La ciudad de Santiago se desplegaba ante ellos. Altísimos y acristalados edificios se recortaban contra el verdor de las montañas y la blancura de la nieve. La inspectora apagó el cigarrillo en el cenicero del reposabrazos y reprimió un bostezo.

– ¿A qué hora has dicho que tomaremos ese café con…?

– Con piernas. A la una.

– Son las nueve. Estoy empezando a temer que me quedaré dormida. ¿Alguien podrá despertarme?

– Adviérteselo a tu camarera. Se llama Gustava.

– ¿Tendré camarera?

– Hay dos. La otra se llama Cleopatra. La llamamos Cleo. Está casada con el mayordomo. ¿Adivinas cómo se llama?

– ¿El mayordomo? Déjame pensar… ¿Julio César?

– Marco Antonio.

Martina rompió a reír.

– ¡No puede ser!

– Es.

– ¿Tiene el porte de un romano?

– No. Por eso le llamamos Toño. Le encantan las novelas policíacas. Como a mí, ya sabes. Pero aborrece aquellas en las que el asesino es el mayordomo. Sostiene que perjudican sus intereses corporativos.

Martina rio, divertida.

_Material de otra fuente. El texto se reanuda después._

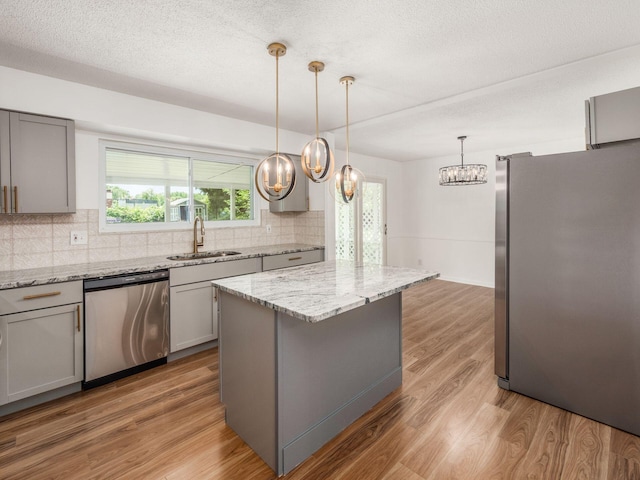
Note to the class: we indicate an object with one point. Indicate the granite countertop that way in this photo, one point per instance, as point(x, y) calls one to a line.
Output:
point(47, 275)
point(319, 291)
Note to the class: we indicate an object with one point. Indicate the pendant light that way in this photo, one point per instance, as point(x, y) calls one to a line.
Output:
point(317, 158)
point(276, 175)
point(348, 182)
point(470, 174)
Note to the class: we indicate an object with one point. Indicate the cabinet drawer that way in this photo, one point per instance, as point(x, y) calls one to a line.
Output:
point(41, 296)
point(210, 271)
point(273, 262)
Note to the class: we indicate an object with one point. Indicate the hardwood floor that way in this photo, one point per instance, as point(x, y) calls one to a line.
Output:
point(449, 420)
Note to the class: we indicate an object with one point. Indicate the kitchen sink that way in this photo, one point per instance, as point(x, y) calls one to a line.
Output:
point(195, 256)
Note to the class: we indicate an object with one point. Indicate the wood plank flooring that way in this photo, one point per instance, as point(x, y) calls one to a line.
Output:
point(449, 420)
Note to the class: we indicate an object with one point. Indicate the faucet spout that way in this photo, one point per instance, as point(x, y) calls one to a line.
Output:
point(198, 243)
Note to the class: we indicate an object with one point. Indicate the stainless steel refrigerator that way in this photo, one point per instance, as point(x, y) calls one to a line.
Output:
point(568, 281)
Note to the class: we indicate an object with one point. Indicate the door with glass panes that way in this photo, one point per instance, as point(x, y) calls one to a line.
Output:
point(361, 226)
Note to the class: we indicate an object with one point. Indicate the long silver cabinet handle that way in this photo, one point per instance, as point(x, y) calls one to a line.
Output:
point(41, 295)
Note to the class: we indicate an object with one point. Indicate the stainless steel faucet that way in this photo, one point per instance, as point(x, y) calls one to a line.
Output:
point(197, 243)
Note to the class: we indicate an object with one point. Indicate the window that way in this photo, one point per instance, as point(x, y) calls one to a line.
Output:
point(155, 188)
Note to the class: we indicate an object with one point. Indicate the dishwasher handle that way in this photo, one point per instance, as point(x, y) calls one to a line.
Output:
point(124, 280)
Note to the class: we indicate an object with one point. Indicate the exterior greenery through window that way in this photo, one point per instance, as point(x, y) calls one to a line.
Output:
point(157, 186)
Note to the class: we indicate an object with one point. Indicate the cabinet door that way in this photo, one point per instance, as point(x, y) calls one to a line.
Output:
point(42, 164)
point(5, 169)
point(194, 315)
point(40, 350)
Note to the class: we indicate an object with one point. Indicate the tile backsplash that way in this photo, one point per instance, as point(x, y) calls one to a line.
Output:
point(31, 241)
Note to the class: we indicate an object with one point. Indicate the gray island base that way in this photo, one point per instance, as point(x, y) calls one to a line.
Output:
point(305, 351)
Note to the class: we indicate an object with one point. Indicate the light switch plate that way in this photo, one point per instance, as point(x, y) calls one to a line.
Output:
point(79, 237)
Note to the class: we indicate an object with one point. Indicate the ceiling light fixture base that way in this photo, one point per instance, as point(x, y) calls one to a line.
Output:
point(276, 49)
point(347, 80)
point(456, 175)
point(316, 66)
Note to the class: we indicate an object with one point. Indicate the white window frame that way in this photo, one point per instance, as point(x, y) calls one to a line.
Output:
point(212, 155)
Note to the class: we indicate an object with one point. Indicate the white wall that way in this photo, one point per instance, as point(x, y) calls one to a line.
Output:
point(447, 229)
point(102, 113)
point(452, 229)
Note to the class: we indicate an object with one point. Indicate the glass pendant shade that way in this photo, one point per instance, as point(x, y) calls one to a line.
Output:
point(317, 158)
point(347, 185)
point(349, 181)
point(470, 174)
point(275, 176)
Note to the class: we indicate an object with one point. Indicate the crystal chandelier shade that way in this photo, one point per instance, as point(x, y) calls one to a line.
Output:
point(275, 176)
point(470, 174)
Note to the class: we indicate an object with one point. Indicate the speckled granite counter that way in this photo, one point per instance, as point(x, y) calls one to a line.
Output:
point(322, 290)
point(289, 386)
point(43, 276)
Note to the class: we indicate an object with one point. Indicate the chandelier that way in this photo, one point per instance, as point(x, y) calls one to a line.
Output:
point(470, 174)
point(275, 176)
point(349, 180)
point(317, 157)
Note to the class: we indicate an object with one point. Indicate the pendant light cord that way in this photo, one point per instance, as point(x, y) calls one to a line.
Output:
point(317, 129)
point(347, 102)
point(277, 106)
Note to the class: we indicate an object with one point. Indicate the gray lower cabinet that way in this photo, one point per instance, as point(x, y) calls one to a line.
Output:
point(193, 302)
point(37, 164)
point(41, 339)
point(273, 262)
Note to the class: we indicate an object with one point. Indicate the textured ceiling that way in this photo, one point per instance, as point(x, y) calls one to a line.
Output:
point(504, 72)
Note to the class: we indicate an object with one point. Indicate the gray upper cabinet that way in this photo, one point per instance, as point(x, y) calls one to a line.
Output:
point(298, 200)
point(37, 164)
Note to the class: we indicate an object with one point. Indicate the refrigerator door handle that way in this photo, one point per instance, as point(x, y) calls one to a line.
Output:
point(501, 315)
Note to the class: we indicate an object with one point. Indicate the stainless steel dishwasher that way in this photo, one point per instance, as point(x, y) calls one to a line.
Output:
point(126, 325)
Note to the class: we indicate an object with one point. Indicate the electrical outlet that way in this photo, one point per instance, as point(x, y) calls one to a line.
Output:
point(79, 237)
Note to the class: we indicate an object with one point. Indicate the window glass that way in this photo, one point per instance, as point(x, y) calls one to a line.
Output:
point(142, 187)
point(161, 188)
point(222, 191)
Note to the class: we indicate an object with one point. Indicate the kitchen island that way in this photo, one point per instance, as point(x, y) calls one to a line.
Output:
point(305, 351)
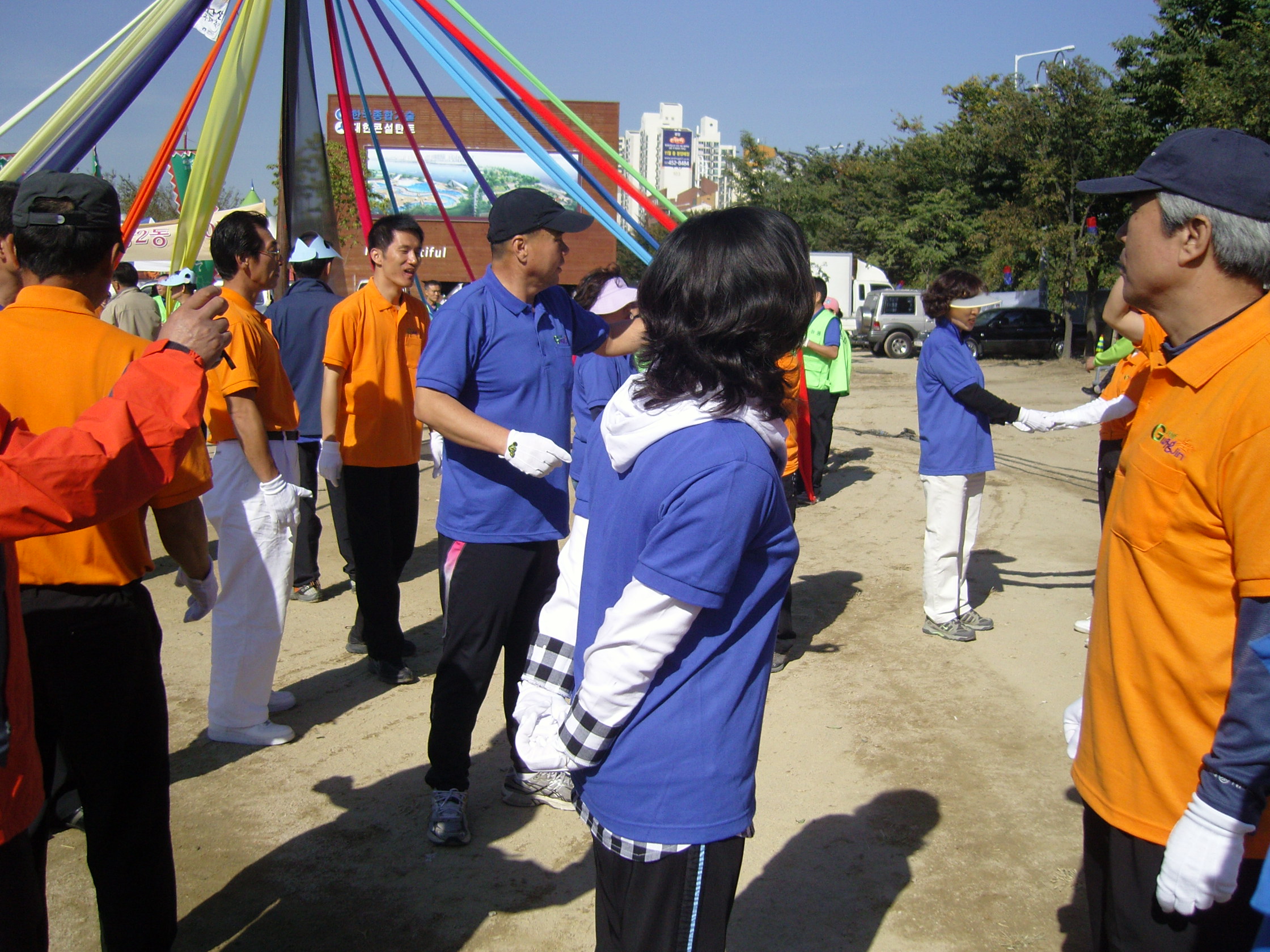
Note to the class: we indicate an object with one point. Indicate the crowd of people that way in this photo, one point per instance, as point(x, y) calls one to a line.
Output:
point(637, 658)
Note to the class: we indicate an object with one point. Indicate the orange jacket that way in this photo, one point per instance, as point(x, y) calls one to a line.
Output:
point(116, 456)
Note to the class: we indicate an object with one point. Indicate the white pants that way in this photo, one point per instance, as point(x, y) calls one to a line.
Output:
point(951, 524)
point(257, 560)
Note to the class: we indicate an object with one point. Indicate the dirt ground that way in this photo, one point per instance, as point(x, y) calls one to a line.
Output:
point(913, 794)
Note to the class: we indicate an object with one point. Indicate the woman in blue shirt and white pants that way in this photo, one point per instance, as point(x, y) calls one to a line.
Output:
point(953, 413)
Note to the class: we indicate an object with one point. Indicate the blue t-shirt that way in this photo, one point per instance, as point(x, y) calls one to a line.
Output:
point(299, 323)
point(511, 363)
point(700, 517)
point(955, 441)
point(595, 381)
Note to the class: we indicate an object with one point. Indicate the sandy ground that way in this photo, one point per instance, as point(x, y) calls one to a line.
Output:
point(913, 794)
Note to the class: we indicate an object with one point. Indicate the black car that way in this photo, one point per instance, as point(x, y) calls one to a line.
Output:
point(1032, 332)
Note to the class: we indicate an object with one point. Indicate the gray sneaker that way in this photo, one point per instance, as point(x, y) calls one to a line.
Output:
point(552, 789)
point(976, 622)
point(951, 630)
point(447, 827)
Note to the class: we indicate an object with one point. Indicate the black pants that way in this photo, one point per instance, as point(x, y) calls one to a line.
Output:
point(821, 404)
point(383, 520)
point(490, 594)
point(1109, 458)
point(785, 621)
point(99, 697)
point(1124, 917)
point(679, 903)
point(23, 921)
point(309, 531)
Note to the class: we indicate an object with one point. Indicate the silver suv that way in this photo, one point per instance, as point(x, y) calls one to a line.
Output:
point(893, 323)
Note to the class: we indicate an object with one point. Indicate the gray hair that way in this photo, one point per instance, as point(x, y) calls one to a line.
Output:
point(1241, 245)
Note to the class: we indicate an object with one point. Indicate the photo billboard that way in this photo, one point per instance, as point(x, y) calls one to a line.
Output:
point(458, 187)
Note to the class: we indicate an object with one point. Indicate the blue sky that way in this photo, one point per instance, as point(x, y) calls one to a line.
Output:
point(794, 74)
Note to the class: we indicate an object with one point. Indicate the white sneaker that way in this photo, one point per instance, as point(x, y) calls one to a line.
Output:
point(262, 736)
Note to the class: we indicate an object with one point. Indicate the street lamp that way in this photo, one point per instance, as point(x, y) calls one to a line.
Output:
point(1040, 52)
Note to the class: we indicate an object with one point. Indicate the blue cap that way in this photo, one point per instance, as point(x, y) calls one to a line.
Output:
point(1222, 168)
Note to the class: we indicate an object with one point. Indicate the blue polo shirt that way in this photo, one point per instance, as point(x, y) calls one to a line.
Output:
point(511, 363)
point(955, 441)
point(595, 381)
point(700, 517)
point(299, 323)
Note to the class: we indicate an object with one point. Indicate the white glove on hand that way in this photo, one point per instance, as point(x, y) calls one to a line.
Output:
point(1034, 420)
point(437, 450)
point(534, 455)
point(202, 594)
point(331, 464)
point(1072, 715)
point(1202, 860)
point(539, 716)
point(282, 499)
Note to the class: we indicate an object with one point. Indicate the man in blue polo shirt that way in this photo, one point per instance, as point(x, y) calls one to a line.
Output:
point(496, 381)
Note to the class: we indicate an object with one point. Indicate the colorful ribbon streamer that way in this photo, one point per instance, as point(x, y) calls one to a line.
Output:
point(75, 71)
point(432, 101)
point(89, 91)
point(418, 155)
point(346, 111)
point(154, 175)
point(512, 129)
point(556, 101)
point(544, 113)
point(220, 133)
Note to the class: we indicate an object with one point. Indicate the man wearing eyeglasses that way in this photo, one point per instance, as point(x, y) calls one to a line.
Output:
point(255, 502)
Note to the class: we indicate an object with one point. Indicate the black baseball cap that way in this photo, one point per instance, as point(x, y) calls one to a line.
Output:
point(1222, 168)
point(525, 210)
point(96, 202)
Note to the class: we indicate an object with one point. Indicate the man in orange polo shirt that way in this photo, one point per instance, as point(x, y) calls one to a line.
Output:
point(255, 503)
point(371, 438)
point(1175, 690)
point(93, 636)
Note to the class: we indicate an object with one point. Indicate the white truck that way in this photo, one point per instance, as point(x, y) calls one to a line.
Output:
point(850, 281)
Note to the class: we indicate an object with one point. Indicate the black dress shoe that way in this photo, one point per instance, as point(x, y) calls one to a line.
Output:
point(390, 672)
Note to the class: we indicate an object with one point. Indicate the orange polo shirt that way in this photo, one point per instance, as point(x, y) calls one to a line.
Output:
point(1129, 379)
point(56, 361)
point(257, 363)
point(376, 347)
point(1184, 541)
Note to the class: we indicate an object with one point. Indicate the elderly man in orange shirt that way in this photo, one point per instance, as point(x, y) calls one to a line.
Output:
point(1172, 752)
point(255, 503)
point(371, 438)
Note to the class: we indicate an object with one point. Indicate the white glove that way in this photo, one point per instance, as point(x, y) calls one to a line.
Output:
point(437, 450)
point(282, 499)
point(1202, 860)
point(1072, 715)
point(202, 594)
point(1034, 420)
point(331, 464)
point(539, 716)
point(534, 455)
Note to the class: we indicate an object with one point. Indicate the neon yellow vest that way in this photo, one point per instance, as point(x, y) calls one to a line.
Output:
point(833, 376)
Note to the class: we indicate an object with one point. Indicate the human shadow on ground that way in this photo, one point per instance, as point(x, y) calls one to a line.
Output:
point(831, 886)
point(840, 473)
point(986, 577)
point(319, 699)
point(370, 880)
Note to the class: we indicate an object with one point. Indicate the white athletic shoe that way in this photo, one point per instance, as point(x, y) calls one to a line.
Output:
point(262, 736)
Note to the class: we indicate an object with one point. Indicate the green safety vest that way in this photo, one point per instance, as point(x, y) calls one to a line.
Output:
point(832, 375)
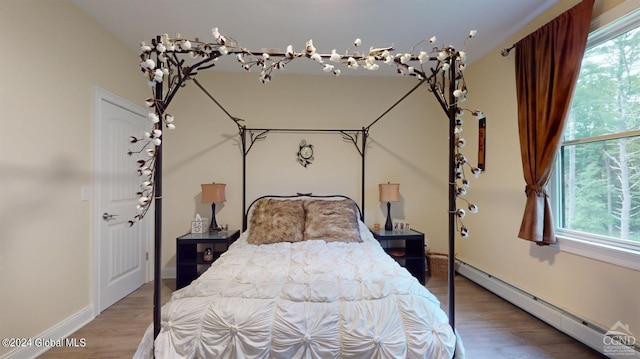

El humor de su primo, combinado con la caricia de la temperatura chilena, frente a los tres grados de Madrid, le hacían sentirse inmejorablemente.

El Audi avanzaba por el carril rápido de la autovía. Habían dejado atrás los barrios periféricos y estaban cruzando el río Mapocho. La brava corriente andina que dividía Santiago en dos descompensadas orillas presentaba las características de un caudaloso torrente. Sus turbias y achocolatadas aguas descendían con fuerza desde las cumbres, en dirección al océano Pacífico.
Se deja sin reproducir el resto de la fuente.